Aggregation and deposition of energetic nanoparticles in aqueous environments

New kinds of solid fuels and propellants comprised of nanomaterials are making their way into civilian and military applications yet the impact of their release on the environment remains largely unknown. Two such materials are boron and silicon nanoparticles (NPs). In this work, the effects of solution chemistry on the aggregation kinetics of these NPs were investigated, whereas sand column experiments were used to examine their transport behavior under saturated conditions. The role of two kinds of natural organic matter (NOM), i.e. Suwannee River humic acid (SRHA) and sodium alginate, on the aggregation and transport behavior of these NPs was also investigated.;Aggregation tests indicated the presence of reaction-controlled and diffusion-controlled regimes and yielded different critical coagulation concentrations (CCC) for various cations.

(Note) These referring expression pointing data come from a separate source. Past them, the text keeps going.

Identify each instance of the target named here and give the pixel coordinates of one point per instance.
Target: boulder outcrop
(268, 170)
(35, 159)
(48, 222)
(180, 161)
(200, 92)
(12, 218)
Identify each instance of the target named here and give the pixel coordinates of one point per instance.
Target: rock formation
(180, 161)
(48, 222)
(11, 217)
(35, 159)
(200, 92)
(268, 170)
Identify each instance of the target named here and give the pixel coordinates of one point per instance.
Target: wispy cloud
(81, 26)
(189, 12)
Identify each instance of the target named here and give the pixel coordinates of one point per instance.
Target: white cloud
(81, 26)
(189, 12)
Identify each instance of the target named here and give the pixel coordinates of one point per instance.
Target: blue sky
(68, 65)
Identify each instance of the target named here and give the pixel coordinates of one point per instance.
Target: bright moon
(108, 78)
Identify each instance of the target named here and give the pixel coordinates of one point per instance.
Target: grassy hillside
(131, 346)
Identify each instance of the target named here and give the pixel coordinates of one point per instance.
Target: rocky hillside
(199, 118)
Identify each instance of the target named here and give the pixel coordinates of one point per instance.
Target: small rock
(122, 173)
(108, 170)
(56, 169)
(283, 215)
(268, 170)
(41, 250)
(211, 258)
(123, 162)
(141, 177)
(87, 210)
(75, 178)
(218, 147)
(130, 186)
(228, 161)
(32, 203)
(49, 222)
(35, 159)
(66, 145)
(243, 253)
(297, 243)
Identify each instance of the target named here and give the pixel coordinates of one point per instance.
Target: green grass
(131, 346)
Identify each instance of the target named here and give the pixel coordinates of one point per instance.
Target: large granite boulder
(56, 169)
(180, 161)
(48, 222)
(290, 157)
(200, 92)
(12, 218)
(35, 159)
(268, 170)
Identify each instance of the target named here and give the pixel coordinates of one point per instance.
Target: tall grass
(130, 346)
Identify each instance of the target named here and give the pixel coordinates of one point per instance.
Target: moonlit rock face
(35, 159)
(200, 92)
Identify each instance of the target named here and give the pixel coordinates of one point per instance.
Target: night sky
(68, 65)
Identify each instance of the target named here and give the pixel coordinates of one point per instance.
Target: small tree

Aggregation and deposition experimental data corresponded with the classic Derjaguin-Landau-Verwey-Overbeek (DLVO) model and the clean-bed filtration model, respectively. Theoretical calculations indicated that both the primary and secondary energy minima play important roles in the deposition of NPs in the column experiments.;The presence of various ions and NOMs made the transport behavior of the NPs more complicated. The addition of NOM caused the boron NPs to stabilize in various electrolytes except in the presence of alginate and high Ca 2+ concentration, where the aggregation of boron NPs was enhanced. The stabilization of boron NPs in the presence of NOM is attributed to the increased electrostatic repulsion; while the induced destabilization is attributed to the affiliation of adsorbed alginate with Ca2+ as observed in the transmission electron microscope images.;The aggregation study of silicon NPs was qualitatively consistent with the traditional DLVO model. Enhanced aggregation was observed in the presence of SRHA and Ca2+, which was attributed to bridging generated by the SRHA-Ca2+-NPs aggregates. The deposition and re-entrainment of silicon NPs in the column experiments corresponded well with the theoretical DLVO energy interaction. It appears that steric effects contributed to the enhanced transport of silicon NPs in the presence of SRHA. Hence, the determination of the type of electrolytes and NOM are equally important as the nature of NPs for the prediction of their fate and transport.